强打着精神解释完这句之后,她的语气便陡然焦急了起来,“怎么回事?”
听到这里,再看她失魂落魄的样子,季程就明白了,电话那边应该是刘轩,于是电视里演什么他就再也看不下去了,可似乎又听不清他们在说什么,只是觉得脑袋嗡嗡作响,混沌的像浆糊一样,稠的化也化不开。
似乎是不长时间,小凡又坐回他身边了,只是这回再不跟他抢电视了,而是愣愣的看着广告,目不转睛。
“一个国际长途而已,你用不着这么失魂落魄的吧。”
“他受伤了。”
季程一顿,“什么伤?”
“车祸。”
“严重么?”季程问的漫不经心。
“他说不严重。”
“那不就好了,人家都说不严重了你还这副要死不活的样子给谁看?”
“季程!”梁小凡暴怒,“你有没有心!他一个人身在异国他乡,又是快过年的时节,这会又车祸,你怎么就不能体会体会他的想法?你就不能想想他有多悲凉?”
季程的眸色越来越冷,“梁小凡,我没什么义务关心他,我跟你不一样,你见什么人都要路见不平一下,可我就是冷血,这个人与我无关我何必同情,他出没出车祸与我何干?是不是只身一人在他乡又与我何干?能不能过年更加跟我没半毛钱关系!”
“你!”梁小凡气结,“你没长心!”
季程冷哼,“现在才看明白?”说完甩袖走人。
作者有话要说:潜水的都出来透口气吧,你们也该觉得憋得慌了吧……
谢谢jwelly2000,虽然都是崔更的,但我仍满心感激!
过年(二)
三十之前梁小凡特意去了沈婧家跟刘轩视频才放了心。
“果然没什么大碍,吓死我了。”梁小凡拍着心脏说。
“人家早就在电话里说了没事没事要你放心,是你在那做杞人,怪谁?”
“沈婧,你怎么也跟那个黑心男人一样嘴变得这么冷,好歹刘轩是你同学,你不至于这样吧。”小凡说。
沈婧心说,哪有几个你这么敏感多疑的,谁说什么都不信,非要亲眼见过才算数。

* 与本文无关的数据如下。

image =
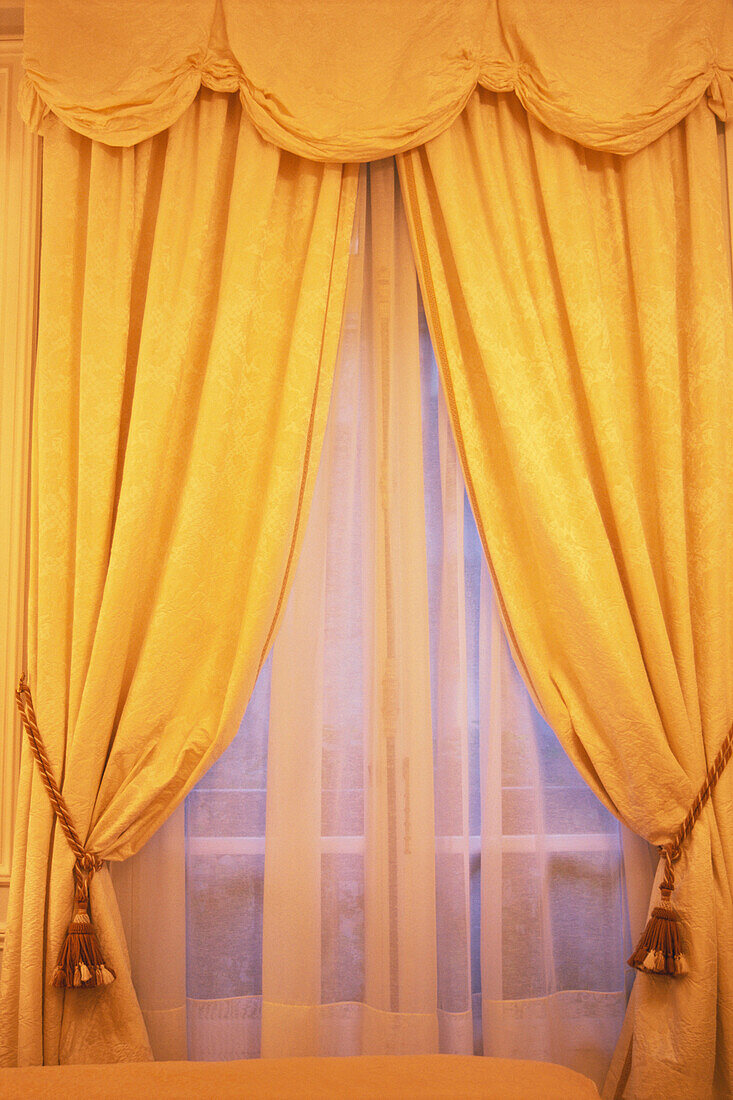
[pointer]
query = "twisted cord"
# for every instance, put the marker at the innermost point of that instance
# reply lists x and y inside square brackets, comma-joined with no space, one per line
[87,862]
[673,850]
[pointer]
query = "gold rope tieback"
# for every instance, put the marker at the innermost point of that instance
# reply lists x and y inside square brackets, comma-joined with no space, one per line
[80,960]
[659,950]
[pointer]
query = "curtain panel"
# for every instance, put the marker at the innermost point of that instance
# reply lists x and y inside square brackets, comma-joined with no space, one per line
[365,78]
[427,871]
[581,310]
[192,290]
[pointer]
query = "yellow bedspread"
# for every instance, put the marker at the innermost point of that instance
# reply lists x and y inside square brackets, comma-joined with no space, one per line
[363,1078]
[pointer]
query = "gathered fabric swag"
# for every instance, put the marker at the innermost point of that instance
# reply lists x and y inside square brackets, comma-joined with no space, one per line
[362,80]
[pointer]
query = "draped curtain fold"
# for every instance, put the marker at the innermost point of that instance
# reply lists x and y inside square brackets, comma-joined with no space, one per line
[367,78]
[192,292]
[580,307]
[192,289]
[394,855]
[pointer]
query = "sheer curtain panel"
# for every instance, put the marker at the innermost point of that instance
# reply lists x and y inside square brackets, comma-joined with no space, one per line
[192,290]
[394,855]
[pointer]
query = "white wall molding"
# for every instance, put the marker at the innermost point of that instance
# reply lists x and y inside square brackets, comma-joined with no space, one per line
[20,193]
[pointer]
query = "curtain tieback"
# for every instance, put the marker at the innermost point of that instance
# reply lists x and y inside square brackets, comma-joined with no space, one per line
[659,949]
[80,960]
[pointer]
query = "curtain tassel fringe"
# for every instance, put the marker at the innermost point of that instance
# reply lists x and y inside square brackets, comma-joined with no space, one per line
[80,961]
[659,950]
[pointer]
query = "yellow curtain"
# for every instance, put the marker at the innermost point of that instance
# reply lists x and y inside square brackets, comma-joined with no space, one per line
[190,304]
[580,307]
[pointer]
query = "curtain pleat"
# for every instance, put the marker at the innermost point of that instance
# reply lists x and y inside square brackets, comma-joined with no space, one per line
[580,307]
[192,290]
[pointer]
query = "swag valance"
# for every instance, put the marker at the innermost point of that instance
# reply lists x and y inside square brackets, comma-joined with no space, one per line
[361,79]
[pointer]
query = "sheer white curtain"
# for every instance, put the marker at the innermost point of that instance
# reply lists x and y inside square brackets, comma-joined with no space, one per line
[394,855]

可见到她真要动怒,便也不再顶风上,“跟季总没联系?还没好?”
“跟他联系?下辈子吧!不,下辈子我也不想见到他!冷血的东西!没长心!”
沈婧摇摇头想再说什么,可被梁小凡制止了,“别说了,我再不会跟他有什么交集了,我原以为他就是自恋了些,自负了些,但从根本上说还是个好人,可刘轩这件事我算是真正认识他了,就一冷血的无情的人,压根就不知情是何物,自私小气,还总经理呢,一点没见他有总经理的风度气质,市井小人一个,理他做什么!”

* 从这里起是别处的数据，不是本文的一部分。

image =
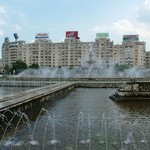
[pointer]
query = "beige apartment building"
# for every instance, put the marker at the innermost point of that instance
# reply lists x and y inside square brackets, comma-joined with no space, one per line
[148,59]
[73,52]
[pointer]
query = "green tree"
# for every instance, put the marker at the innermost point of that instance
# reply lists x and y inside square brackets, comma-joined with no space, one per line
[34,66]
[18,66]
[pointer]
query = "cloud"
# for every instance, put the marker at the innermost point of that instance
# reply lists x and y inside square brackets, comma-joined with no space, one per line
[124,27]
[119,28]
[144,12]
[17,27]
[2,10]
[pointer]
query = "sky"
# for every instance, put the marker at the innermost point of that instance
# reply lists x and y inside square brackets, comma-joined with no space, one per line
[88,17]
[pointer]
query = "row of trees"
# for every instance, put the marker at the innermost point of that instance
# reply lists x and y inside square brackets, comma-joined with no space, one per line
[17,67]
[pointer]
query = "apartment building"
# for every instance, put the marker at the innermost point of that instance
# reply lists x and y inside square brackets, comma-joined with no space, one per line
[133,51]
[11,51]
[148,59]
[72,52]
[103,50]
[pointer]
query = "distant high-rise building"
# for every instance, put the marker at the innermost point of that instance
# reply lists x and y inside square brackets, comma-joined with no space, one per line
[73,52]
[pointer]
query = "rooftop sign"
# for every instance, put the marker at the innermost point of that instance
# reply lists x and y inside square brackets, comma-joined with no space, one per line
[130,37]
[41,36]
[102,35]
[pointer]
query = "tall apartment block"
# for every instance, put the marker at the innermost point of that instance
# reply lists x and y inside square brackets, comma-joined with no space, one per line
[73,52]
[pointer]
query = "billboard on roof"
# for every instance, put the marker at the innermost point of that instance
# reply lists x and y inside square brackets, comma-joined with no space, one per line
[130,37]
[72,34]
[41,36]
[102,35]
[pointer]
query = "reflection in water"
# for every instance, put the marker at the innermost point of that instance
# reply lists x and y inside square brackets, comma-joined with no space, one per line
[11,90]
[85,120]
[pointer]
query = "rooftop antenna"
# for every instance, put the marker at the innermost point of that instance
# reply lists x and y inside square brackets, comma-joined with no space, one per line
[16,36]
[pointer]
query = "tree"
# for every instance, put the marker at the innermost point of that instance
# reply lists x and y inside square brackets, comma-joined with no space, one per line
[18,66]
[34,66]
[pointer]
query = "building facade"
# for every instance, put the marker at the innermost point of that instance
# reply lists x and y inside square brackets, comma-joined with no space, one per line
[73,52]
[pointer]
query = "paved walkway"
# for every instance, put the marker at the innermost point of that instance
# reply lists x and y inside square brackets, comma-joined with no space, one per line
[23,97]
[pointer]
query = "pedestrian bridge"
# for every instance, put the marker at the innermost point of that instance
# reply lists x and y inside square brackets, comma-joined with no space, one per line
[50,88]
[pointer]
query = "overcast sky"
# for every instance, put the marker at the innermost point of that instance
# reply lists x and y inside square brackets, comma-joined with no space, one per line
[118,17]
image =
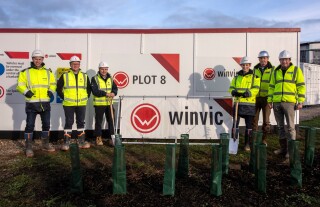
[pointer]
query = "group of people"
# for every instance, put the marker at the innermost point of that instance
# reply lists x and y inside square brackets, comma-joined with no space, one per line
[38,84]
[262,88]
[265,87]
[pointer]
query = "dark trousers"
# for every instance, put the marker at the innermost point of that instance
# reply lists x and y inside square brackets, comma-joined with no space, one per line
[248,121]
[31,119]
[69,112]
[262,104]
[100,111]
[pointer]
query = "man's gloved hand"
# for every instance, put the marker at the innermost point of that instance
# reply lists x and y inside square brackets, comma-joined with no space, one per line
[246,94]
[29,94]
[50,94]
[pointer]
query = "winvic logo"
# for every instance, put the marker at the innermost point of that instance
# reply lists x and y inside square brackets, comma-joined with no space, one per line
[209,73]
[145,118]
[121,79]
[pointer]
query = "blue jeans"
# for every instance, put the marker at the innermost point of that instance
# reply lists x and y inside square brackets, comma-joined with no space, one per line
[31,119]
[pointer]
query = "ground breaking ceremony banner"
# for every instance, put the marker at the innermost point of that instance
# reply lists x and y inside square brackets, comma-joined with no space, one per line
[169,117]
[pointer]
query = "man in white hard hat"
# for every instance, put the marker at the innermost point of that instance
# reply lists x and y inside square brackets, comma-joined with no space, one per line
[37,84]
[263,70]
[74,88]
[244,87]
[103,90]
[286,93]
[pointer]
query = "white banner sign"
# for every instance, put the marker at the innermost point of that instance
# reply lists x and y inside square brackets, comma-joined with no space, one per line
[169,117]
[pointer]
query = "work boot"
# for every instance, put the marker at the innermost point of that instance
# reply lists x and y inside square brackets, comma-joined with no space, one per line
[247,139]
[66,141]
[28,142]
[99,141]
[46,146]
[81,141]
[283,147]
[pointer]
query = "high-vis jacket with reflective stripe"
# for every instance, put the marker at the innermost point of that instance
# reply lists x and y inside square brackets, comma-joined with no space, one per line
[38,81]
[265,77]
[103,86]
[75,91]
[246,82]
[287,85]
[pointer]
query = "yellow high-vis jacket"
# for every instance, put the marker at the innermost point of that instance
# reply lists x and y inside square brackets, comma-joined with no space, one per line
[38,81]
[75,91]
[246,82]
[264,78]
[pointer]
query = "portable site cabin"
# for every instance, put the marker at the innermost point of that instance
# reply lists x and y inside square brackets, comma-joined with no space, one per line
[171,81]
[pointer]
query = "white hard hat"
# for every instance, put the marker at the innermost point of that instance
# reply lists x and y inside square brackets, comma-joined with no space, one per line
[74,59]
[37,53]
[245,60]
[103,65]
[263,53]
[284,54]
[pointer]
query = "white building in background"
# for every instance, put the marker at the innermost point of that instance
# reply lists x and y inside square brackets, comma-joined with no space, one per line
[310,63]
[310,52]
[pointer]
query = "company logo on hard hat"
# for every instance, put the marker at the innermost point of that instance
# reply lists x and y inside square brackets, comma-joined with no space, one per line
[145,118]
[209,73]
[121,79]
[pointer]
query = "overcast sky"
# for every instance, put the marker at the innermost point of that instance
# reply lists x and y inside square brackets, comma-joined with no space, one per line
[147,14]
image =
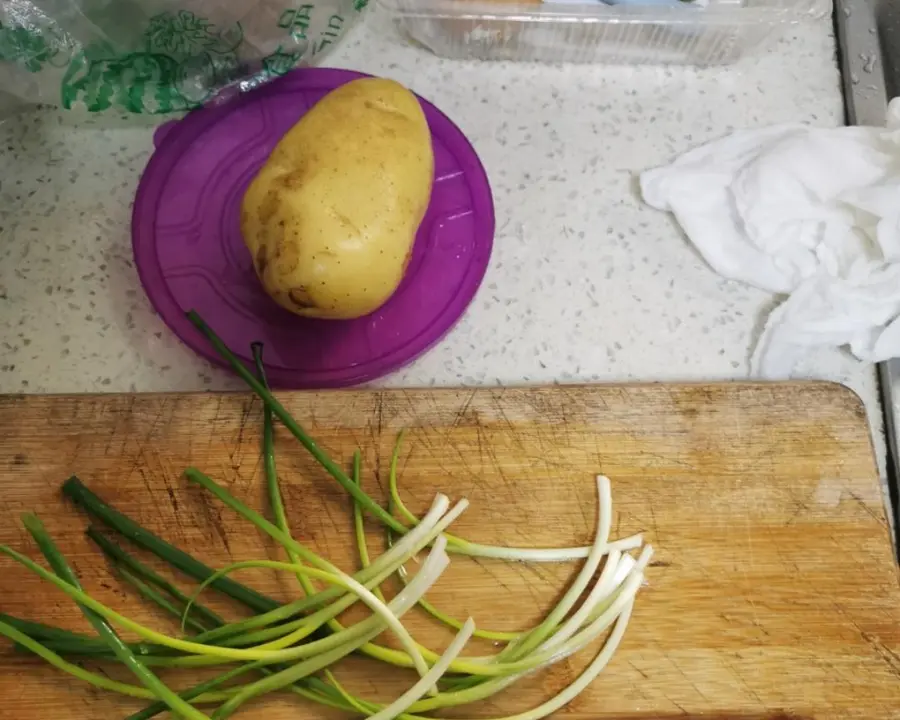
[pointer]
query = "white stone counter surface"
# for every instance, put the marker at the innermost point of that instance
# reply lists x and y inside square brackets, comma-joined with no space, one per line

沈婧无声叹气,这丫头都这么说了,自己就真是无话可说了,就算是说了,现在这个情况也只会适得其反。
沈婧送走梁小凡回家的时候就见到楼下停着一辆甚为眼熟的车,是那辆北京现代,时常让公司女职员愤愤不平的北京现代,按她们的说法,季总不至于只开得起一辆现代吧。
走到车窗前发现他正在打电话,季程看到了沈婧,摇下车窗,还在讲电话,“姥姥,今年过年就不去看您了……她没有分寸我还是有的,您放心……好,您说什么时间,我接您……那就这样,新年快乐。”放下电话,季程招招手,打开车门,“进来坐。”
沈婧笑吟吟的坐了进去,“跟姥姥通话?”
“嗯,趁她不在家给姥姥拜个年,省的接了我电话炸锅。”
沈婧呵呵轻笑,“你怎么知道她今天会到我家,姥姥通风报信?”
“我没那么有空专门堵她,姥姥也没那么无聊。”
沈婧一瘪嘴,这话说的,很明显不给自己面子么,“那你……”
季程深吸一口气,好像是意识到自己的态度不怎么好,他怎么能跟梁小凡那种人一样的见识浅短呢,怎么能把气撒到别人生上呢,“对不起,我有些激动。”
“没关系,我能理解。”
“我来这边办点事,”说到这里忽然就停下了,转头盯着沈婧看了看,“你家住在这?”
“嗯。”沈婧意识到季程下面要说什么了,于是便低下头,不等他问便开始解释,“我爸是市委的,具体做什么……”
“沈松?”季程问。
“嗯。”沈婧点头。
季程长长的叹了口气,好像是心有余悸,“幸好没拒绝你到朝阳实习的事,不然你爸就要拿我开刀了啊。”
沈婧“噗”一下笑了,“你还会怕他?”
“市长办公室的人,我可不想得罪,我还想在s市混呢。怕是你爸都认识我了吧,你们这俩丫头,就会给我找麻烦!”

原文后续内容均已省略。